Accordingly, on the causation issue, it is the defendant’s burden to negate each claim set forth in the plaintiff’s complaint by submitting [*49] evidence that establishes the nonexistence of any genuine issue of fact. In other words, the defendant must demonstrate that Daniel Lewis’ injuries were not proximately caused by any of the alleged negligent acts or omissions set forth in the plaintiffs’ complaint. The defendant has failed to do so. For example, to take just two of the allegations of the complaint, the defendant has not submitted evidence demonstrating that the lack of signs along the event route or the failure of the defendant to coordinate with local authorities were not substantial factors in bringing about Daniel Lewis’ injuries. See O’Donnell v. Feneque, supra, 120 Conn.App. 172 (“[t]he test of proximate cause is whether the defendant’s conduct is a substantial factor in bringing about the plaintiff’s injuries”).

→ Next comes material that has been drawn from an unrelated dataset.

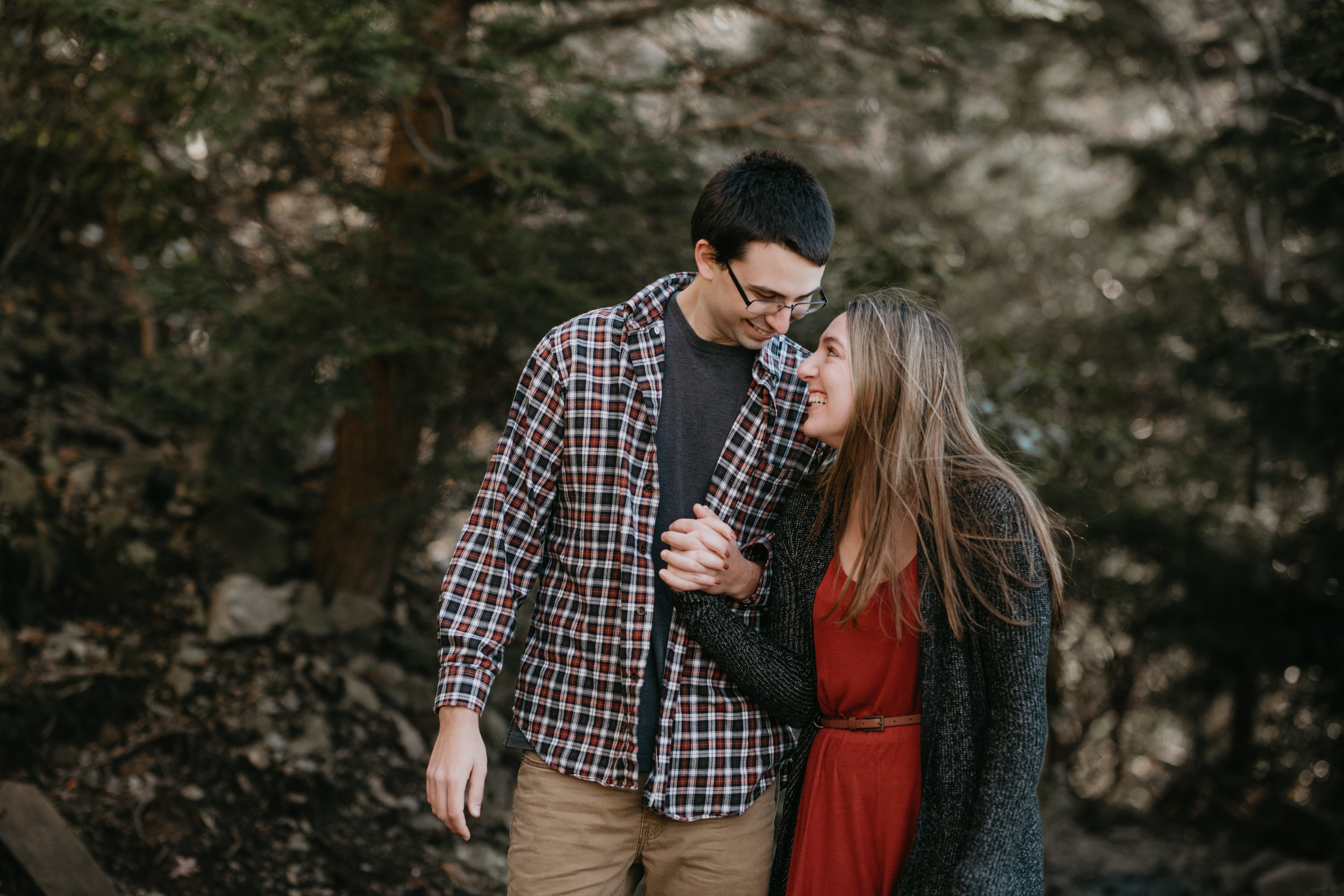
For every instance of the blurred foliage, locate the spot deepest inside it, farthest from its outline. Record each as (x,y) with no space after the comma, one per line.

Moreover, even if the defendant had made a sufficient showing to meet its burden as the movant for summary judgment, the plaintiff’s evidence presents issues of material fact as to the proximate cause of Daniel Lewis’s injuries. The plaintiff’s have presented evidence and testimony of experts and witnesses that could support a finding that the defendant’s actions proximately caused the alleged injuries. [*50] See P. Exh. 21 Af. and Supplemental Af. of W. Preston Tyree, III; P. Exh. 22, Af. of Glenn Steimling, Ph.D; P. Exh. 27, Af. of Jeffry Kashuk, MD. The plaintiffs provide the testimony of Preston Tyree, an expert on cycling safety, which states that the way the event was organized, including the routes and the lengths of the days, was of such a nature that it could reasonably be expected to cause physical and mental fatigue that could affect cyclists’ alertness and judgment. He also testifies that races and long-term cycling should be organized to allow the cyclists to make as few decisions as possible including whether they should have a break or drink water. P. Exh. 23, transcript of deposition of Tyree. There is evidence that on the day in question, the conditions were “brutal” where it was hot and “very, very windy” in addition to the monotony of the Kansas roads. P. Exh. 6 ¶18; P. Exh. 8 ¶¶24-25. Daniel Lewis is unable to testify as to his condition or mental state at the time of the accident, but the plaintiffs have offered evidence that there is potentially a causal link between the actions of the defendant and the injuries sustained by Daniel Lewis, particularly in planning the [*51] event, providing the participants support and adjusting for the conditions the participants were facing.
Because the defendant has failed to demonstrate that, as a matter of law, its alleged acts and omissions were not substantial factors in causing Daniel Lewis’ injuries, the court will not grant summary judgment on the basis of causation.
For the foregoing reasons, the motion for summary judgment filed by the defendant Habitat for Humanity of Greater New Haven, Inc. is denied.